Quando
tornavamo dal Campidano, non era solo la fatica del pascolo a segnare le nostre
giornate. C'era un sistema, una regola da seguire, a cui anche noi, pastori,
dovevamo attenerci. Eravamo
obbligati
a fare una denuncia alla commissione pascolo per dichiarare i nostri animali, e
per accertare il loro numero venivano nominati dei contatori. Gli animali
pascolavano a metà prato, nel "pabarile", e nell'altra
metà, "s'aidazzone", i pastori seminavano il grano e
l'orzo. Dopo due anni, il ciclo si invertiva: la parte del pabarile passava a
semina, e noi spostavamo le pecore.

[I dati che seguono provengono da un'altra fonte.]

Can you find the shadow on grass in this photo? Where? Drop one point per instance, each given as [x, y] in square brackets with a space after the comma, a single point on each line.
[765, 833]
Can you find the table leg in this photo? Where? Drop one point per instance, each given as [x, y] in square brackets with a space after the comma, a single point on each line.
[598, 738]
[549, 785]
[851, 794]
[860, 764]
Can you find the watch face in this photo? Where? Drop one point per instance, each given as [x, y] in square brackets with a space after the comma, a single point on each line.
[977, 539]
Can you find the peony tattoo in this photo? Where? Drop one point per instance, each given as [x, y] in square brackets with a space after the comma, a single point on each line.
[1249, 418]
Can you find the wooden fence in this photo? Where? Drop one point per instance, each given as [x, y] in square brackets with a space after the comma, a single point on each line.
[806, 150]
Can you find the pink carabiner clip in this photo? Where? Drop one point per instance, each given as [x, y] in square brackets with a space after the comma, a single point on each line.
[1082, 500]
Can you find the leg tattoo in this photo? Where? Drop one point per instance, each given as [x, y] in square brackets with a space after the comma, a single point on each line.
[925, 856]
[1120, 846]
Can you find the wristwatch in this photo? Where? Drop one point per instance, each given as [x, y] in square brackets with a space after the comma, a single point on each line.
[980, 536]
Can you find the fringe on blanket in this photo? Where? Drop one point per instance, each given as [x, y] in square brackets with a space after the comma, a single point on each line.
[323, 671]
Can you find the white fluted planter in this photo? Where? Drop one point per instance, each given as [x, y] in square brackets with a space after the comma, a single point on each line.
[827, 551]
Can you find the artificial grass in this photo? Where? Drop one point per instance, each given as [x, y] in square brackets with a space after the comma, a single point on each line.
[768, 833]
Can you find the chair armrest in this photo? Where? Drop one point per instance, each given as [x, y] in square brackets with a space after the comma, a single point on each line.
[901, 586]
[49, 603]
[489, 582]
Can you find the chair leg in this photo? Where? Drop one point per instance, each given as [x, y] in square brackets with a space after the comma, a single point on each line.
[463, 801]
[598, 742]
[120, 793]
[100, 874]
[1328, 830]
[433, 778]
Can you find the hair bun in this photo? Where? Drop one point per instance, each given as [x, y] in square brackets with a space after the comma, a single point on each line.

Era una danza secolare, che cambiava con il
ritmo della terra, non con quello degli uomini.
All'inizio
di agosto, quando il prato diventava "istula", le pecore
potevano pascolare ovunque fino alla nuova semina. Eravamo tutti lì per la
festa di Sant'Antonio, un momento di gioia per noi ragazzi. Si faceva la gara
di poesia, il circo, e altri eventi. A noi, a noi toccava chiedere il denaro ai
genitori, agli zii, ai nonni, a chi ci faceva una carezza. Per me, ero già
abbastanza grande per chiedere un Franco, non più un "soddu" che
valeva dieci centesimi. Nonostante le nostre umili origini, sapevamo il valore
dei soldi: un chilo di pane costava venti centesimi di Franco. Il primo giorno
di festa era di papà, naturalmente, e non poteva mancare. A me toccava andare
al paese di Tonara il giorno di Sant'Antuneddu.